Het krijgen van een biologisch geneesmiddel tijdens de zwangerschap om IBD te behandelen, kan bij vrouwen behoorlijk wat zorgen baren. Het is echter algemeen bekend dat de belangrijkste factor bij een zwangerschap voor vrouwen met IBD is dat de ziekte in remissie is op het moment van conceptie. Vrouwen die tijdens de zwangerschap stoppen met hun behandelplan, lopen het risico een opflakkering van de ziekte te krijgen, wat niet alleen de gezondheid van de moeder maar ook de baby kan bedreigen.

Het is belangrijk om de timing van het ontvangen van de laatste dosis van een biologische therapie vóór de geboorte te bespreken met het zorgteam, inclusief de gastro-enteroloog, de verloskundige en, indien nodig, een specialist in maternale-foetale geneeskunde.

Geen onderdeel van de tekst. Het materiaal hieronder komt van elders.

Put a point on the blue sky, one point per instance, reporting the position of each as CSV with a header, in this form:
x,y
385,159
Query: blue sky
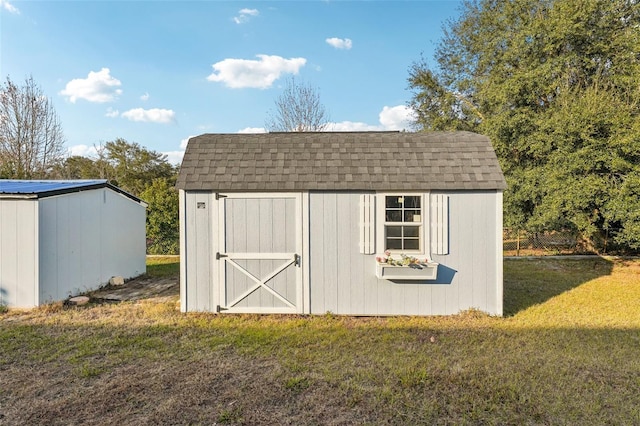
x,y
158,72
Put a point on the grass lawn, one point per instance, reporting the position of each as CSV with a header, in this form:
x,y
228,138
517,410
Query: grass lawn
x,y
567,352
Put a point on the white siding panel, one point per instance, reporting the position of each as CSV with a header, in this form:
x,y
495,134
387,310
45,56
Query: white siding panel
x,y
18,253
86,238
439,224
199,207
367,223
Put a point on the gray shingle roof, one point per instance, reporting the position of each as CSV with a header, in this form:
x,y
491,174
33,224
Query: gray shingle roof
x,y
383,161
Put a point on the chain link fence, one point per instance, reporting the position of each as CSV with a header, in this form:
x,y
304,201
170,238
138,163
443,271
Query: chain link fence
x,y
522,243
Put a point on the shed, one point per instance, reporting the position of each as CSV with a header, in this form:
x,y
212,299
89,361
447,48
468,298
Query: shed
x,y
60,238
300,223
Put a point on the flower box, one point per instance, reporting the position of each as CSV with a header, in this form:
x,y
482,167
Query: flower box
x,y
414,271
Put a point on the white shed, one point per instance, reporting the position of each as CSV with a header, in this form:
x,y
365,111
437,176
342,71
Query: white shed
x,y
61,238
321,222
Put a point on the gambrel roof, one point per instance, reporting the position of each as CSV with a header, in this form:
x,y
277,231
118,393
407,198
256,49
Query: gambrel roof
x,y
374,161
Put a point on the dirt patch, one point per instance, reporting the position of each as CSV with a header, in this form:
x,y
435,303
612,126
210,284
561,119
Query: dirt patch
x,y
144,287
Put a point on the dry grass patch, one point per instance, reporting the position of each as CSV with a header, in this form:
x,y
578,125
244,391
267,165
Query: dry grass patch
x,y
565,355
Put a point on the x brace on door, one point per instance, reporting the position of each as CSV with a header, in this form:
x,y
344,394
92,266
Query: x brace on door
x,y
291,258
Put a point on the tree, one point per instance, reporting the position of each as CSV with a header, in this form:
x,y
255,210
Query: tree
x,y
141,172
298,109
133,167
163,232
555,84
31,137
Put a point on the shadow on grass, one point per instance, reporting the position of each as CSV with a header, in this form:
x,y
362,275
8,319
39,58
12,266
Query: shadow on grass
x,y
162,267
531,281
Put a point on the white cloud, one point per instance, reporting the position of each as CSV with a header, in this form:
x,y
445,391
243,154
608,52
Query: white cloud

Baby's van moeders die biologische geneesmiddelen hebben gekregen, moeten mogelijk het rotavirusvaccin vermijden omdat het levend is, maar in de Verenigde Staten worden andere vaccins meestal volgens schema gegeven. Elke biologische stof wordt in de richtlijnen net even anders behandeld en omdat elke persoon met IBD anders is, kunnen er andere overwegingen zijn.Zwangere vrouwen die vragen hebben over de behandeling van hun IBD tijdens de zwangerschap of welke vaccins een baby zou moeten krijgen, dienen hun zorgteam te raadplegen voor meer informatie.